“De Beurs van Judocus Vijdt”. Gent toont zijn kunstkapitaal, Wim Delvoye mijmert over geld en kunst verzamelen.

In kunstacademies over de hele wereld wordt hetzelfde oude en wijze verhaal verteld. Het is een verhaal over twee kunstenaars. Ze wonen beiden in hetzelfde land en schilderen. Op een dag verdwijnt het hondje van de koning van dat land. De koning zoekt en zoekt, hij vindt zijn diertje uiteindelijk terug in de tuin van een van de twee schilders. De naam van die schilder is Leonardo da Vinci, van de andere schilder heeft nooit nog iemand gehoord.

Het is een wat droevig verhaal, het staat in een marmeren plaat gegraveerd en werd aan de ingang van het Bijlokemuseum opgehangen. Voor de inscriptie staan de bronzen bustes van de schilders op marmeren zuilen. De buste van Da Vinci kreeg het zware hoofd van een wijze, oude man met lange haren en baard. De buste van de andere schilder heeft een smachtende, wanhopige blik, een kale kin en wat zielige krulletjes op het hoofd. Braco Dimitrijevic (Sarajevo 1948) maakte dit werk in 1976 voor de Biënnale van Venetië. Jan Hoet kocht het beeldhouwwerk in hetzelfde jaar. Samen met een groot aantal andere kunstwerken uit het S.M.A.K. wordt het nu gebracht in een tentoonstelling die de rijke verzamelingen van de Gentse stadsmusea in een synergie wil voorstellen.

De expositie stelt Judocus Vijdt centraal, Gents burgemeester en opdrachtgever van het wereldberoemde altaarstuk “Het Lam Gods”. Vijdt, met zijn dik beursje en koude kralenogen, zou de perfecte belichaming zijn geweest van de combinatie geld en macht die kunst genereert. Zoals Da Vinci zijn koning vond, zo heeft elke piramide zijn farao, broodheren zullen altijd in een of andere vorm bestaan.

In een spel vol zware symboliek, grote gebaren en geïsoleerde uitspraken van wijze mannen en vrouwen, worden de collecties op deze expositie rond verschillende thema’s gepresenteerd. Wat is macht, wat is ijdelheid, wat is overdaad, wat betekent het een uitverkorene te zijn? Voorwerpen en kunstwerken, oude en hedendaagse, moeten een antwoord suggereren op zovele problematische onderwerpen. Door de belichaming van een specifieke gedachte verliezen de kunstwerken voor een deel hun intimiteit, hun stille en open kracht, hun capaciteit tot het genereren van een uniek gevoel, het gevoel dat het werk alleen voor jou werd gemaakt en de betekenis heeft die alleen één persoon eraan kan geven.

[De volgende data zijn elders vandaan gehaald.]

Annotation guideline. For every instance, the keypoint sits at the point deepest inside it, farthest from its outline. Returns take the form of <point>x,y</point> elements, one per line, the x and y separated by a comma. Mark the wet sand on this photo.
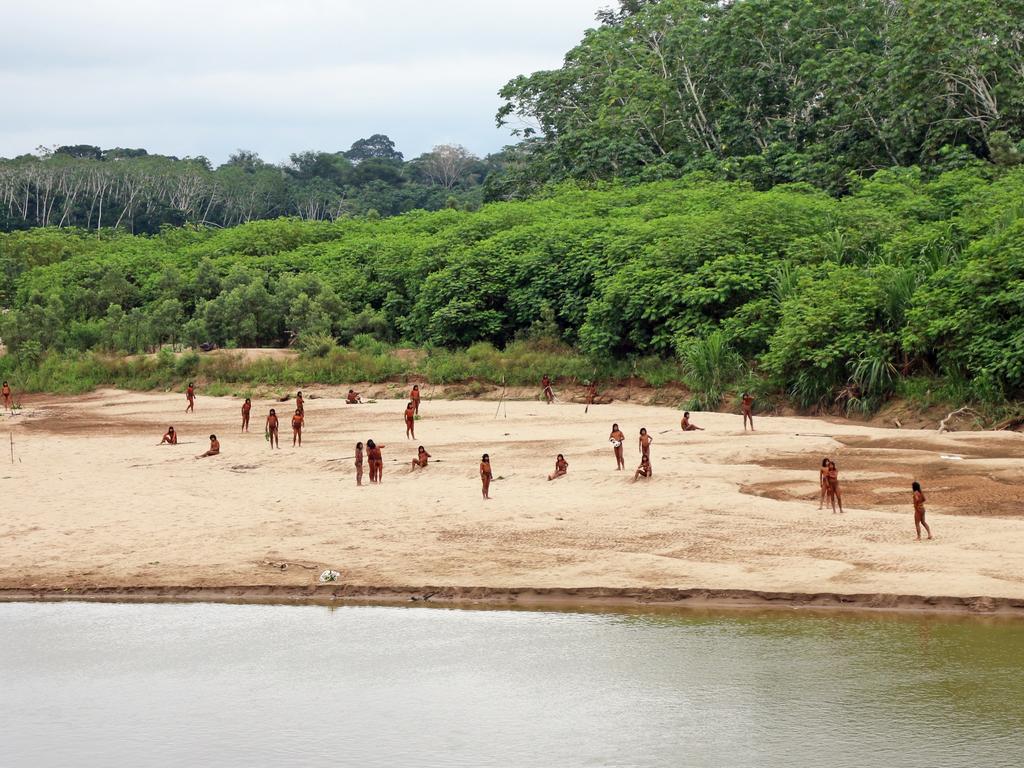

Op deze expositie illustreren de kunstwerken een thema, wat hen verengt maar tegelijk een eindeloos spel van associaties mogelijk maakt. Een spel dat ook heel wat relativerende vragen oproept, vragen over de authenticiteit van een kunstwerk, over zijn ontstaan, de reden van zijn ontstaan en waarom wij het willen bewaren. Waarom worden kunstwerken gekoesterd, wat willen we met het verzamelen bereiken? Wie is de kunstenaar achter de werken, is die kunstenaar integer? Wat houdt die integriteit in? Waarom haalt zijn of haar werk een verzameling? Wat is het belang van een verzameling?

Niet zozeer om een antwoord op al die vragen te vinden, maar in de overtuiging dat een kunstenaar de problematiek wellicht authentieker kan benaderen, gingen we op bezoek bij beeldend kunstenaar Wim Delvoye (Wervik, 1965). Die keuze leek vanzelfsprekend. Niet alleen omdat Delvoye net als zijn kunst exuberant is, ook omwille van het succes dat met die exuberantie gepaard gaat. Amper 33 jaar oud draait Delvoye al meer dan tien jaar op hoog niveau mee op de kunstscène. Op zijn 24ste werd hij uitgenodigd op Documenta IX, een jaar eerder kreeg hij zijn eerste tentoonstelling in Galerie Sonnabend in New York. Zijn werken zijn over de hele wereld verspreid. In eigen land is hij vertegenwoordigd in de collecties van alle musea voor actuele kunst, is hij een graag geziene gast in galeries en op tal van tentoonstellingen steelt hij de show. Curatoren vechten om de gratie van de kunstenaar.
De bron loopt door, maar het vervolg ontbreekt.